I'm stuck at the point where I have a list of all the words in a file and their corresponding frequencies. Now I need to sort them according to their frequencies and output k words.

The problem is, sorting is difficult. The frequencies can be of different digits. If I sort them using string::sort() by padding zeros, I won't be able to know how many zeros to pad since input is unknown to the programmer.

Here's my code for the function:

void word_frequencies(ifstream& inf, int k)
{
    vector <string> input;
    string w;
    while (inf >> w)
    {
        remove_punc(w);
        input.push_back(w);
    }
    sort(input.begin(), input.end());

    // initialize frequency vector
    vector <int> freq;
    for (size_t i = 0; i < input.size(); ++i) freq.push_back(1);

    // count actual frequencies
    int count = 0;
    for (size_t i = 0; i < input.size()-1; ++i)
    {
        if (input[i] == input[i+1])
        {
            ++count;
        } else
        {
            freq[i] += count;
            count = 0;
        }
    }

    // words+frequencies
    vector <string> wf;
    for (size_t i = 0; i < freq.size()-1; ++i)
    {

        if (freq[i] > 1 || is_unique(input, input[i]))
        {
            string s = to_string(freq[i]) + " " + input[i];
            wf.push_back(s);
        }
    }
}

Also, should I even couple the frequency with the word in the first place? I know this is messy so I'm looking for a more elegant solution.

Thanks!

Engineero
  • 12,340
  • 5
  • 53
  • 75
  • Is your assignment written such that you can copy and paste it? I think some information is missing. It doesn't make much sense to do this without maintaining a count of each word somewhere. As you said, a map, unordered_map, or hashtable, would make more sense to me then just vector and strings. You could make a vector< std::pair > , but I doubt that is what your instructor is going for. – Christopher Pisz May 10 '17 at 22:45
  • Since SO restricts the length of a comment here are the instructions under Homework -> hw5: http://terminus.scu.edu/~ntran/csci61-s17/index.html – merukii6912 May 10 '17 at 23:22
  • I'm not allowed to use ANY STL container other than vector and string. So that means pairs are not allowed. – merukii6912 May 10 '17 at 23:24
  • Well, I guess you can maintain 2 vectors. 1 with the words and 1 with the # of occurences and keep them synced such that the index of one corresponds with the index of the other. You'd have to keep that in sync every time you sort, insert, or erase. You'd have to search the word vector for each word as you parse the file and then increment occurences, and sort when done. Awfully inefficient and seems to be teaching you bad habits rather than something useful though. – Christopher Pisz May 10 '17 at 23:27
  • You could just define your own pair like struct.
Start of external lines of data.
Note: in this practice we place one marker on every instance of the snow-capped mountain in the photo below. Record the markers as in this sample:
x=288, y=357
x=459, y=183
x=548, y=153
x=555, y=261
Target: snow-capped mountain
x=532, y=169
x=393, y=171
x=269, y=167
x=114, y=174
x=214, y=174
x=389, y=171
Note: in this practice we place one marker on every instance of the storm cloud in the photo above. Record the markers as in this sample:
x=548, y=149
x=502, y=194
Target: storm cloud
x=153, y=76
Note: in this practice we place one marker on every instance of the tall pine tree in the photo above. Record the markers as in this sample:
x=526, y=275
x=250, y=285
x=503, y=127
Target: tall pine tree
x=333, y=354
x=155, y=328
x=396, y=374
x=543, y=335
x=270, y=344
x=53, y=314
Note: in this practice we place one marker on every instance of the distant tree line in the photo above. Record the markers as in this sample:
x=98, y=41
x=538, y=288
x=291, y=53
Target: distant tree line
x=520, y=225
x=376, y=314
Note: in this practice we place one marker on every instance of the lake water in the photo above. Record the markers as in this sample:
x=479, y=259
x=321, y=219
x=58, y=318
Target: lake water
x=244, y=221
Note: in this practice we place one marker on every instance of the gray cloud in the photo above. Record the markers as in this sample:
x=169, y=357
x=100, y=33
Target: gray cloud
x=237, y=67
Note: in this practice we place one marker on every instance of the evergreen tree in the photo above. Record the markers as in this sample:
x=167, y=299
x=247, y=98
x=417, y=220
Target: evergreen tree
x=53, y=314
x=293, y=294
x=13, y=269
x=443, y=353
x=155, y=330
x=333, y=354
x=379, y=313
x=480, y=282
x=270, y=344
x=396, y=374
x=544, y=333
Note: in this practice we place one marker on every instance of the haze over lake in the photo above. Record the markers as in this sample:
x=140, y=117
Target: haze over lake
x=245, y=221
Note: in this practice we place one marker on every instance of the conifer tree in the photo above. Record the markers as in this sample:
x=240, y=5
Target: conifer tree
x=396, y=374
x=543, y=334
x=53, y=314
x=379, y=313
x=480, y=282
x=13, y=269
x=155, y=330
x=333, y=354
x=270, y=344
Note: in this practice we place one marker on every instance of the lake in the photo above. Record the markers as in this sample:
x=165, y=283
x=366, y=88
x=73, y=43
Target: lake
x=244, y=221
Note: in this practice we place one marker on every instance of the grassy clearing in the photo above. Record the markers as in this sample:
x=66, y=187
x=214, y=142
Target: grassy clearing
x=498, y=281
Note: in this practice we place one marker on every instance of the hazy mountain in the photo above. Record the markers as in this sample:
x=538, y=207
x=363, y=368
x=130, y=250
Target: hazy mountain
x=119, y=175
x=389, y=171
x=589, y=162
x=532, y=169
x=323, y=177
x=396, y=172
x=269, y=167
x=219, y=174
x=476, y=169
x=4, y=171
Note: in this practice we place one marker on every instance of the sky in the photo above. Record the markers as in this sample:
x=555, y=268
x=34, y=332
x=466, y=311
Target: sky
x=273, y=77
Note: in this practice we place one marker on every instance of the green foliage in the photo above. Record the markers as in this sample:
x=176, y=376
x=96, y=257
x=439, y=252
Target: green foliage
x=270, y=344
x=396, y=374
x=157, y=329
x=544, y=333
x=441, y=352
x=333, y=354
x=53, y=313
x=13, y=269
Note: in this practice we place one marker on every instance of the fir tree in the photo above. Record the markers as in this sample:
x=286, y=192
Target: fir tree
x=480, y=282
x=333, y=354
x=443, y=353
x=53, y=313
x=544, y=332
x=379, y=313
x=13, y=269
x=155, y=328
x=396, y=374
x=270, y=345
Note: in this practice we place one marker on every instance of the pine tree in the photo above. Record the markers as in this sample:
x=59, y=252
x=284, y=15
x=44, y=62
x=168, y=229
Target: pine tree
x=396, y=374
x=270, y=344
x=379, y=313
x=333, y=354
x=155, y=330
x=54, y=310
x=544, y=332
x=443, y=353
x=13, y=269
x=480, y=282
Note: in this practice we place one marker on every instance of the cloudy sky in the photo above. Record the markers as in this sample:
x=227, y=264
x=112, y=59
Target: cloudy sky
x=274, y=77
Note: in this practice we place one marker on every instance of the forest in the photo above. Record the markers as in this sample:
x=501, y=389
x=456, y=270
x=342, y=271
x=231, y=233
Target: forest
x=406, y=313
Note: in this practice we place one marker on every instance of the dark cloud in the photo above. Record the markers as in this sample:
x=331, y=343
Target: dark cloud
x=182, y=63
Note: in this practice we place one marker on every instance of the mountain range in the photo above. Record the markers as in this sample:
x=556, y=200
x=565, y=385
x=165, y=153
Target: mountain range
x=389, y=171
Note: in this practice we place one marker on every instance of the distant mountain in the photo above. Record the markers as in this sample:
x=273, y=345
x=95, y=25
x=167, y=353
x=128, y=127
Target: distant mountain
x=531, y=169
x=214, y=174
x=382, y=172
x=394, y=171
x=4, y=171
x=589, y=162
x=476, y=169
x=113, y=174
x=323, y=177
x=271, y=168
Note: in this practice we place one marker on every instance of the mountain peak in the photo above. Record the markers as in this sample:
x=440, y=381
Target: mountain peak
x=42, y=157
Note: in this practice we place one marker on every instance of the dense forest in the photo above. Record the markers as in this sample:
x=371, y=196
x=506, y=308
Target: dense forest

After all it's just a simple struct, with not much functionality. You wouldn't even need to template it as you know the types you need. – Paul Rooney May 10 '17 at 23:28

1 Answers1

0

If I understand you, your problem is that you want to sort your frequency vector, but that then you lose track of their corresponding word. As suggested, using a struct with a custom comparison function is probably desirable:

struct word_freq {
    int freq;
    std::string word;
};

bool operator<(const word_freq& a, const word_freq& b) {
    return a.freq < b.freq;
}

Now, having a std::vector<word_freq> wf; and applying std::sort(wf.begin(), wf.end()) should order your list min -> max. To print the k words with highest frequency you would print from the back of the wf list.

pingul
  • 3,351
  • 3
  • 25
  • 43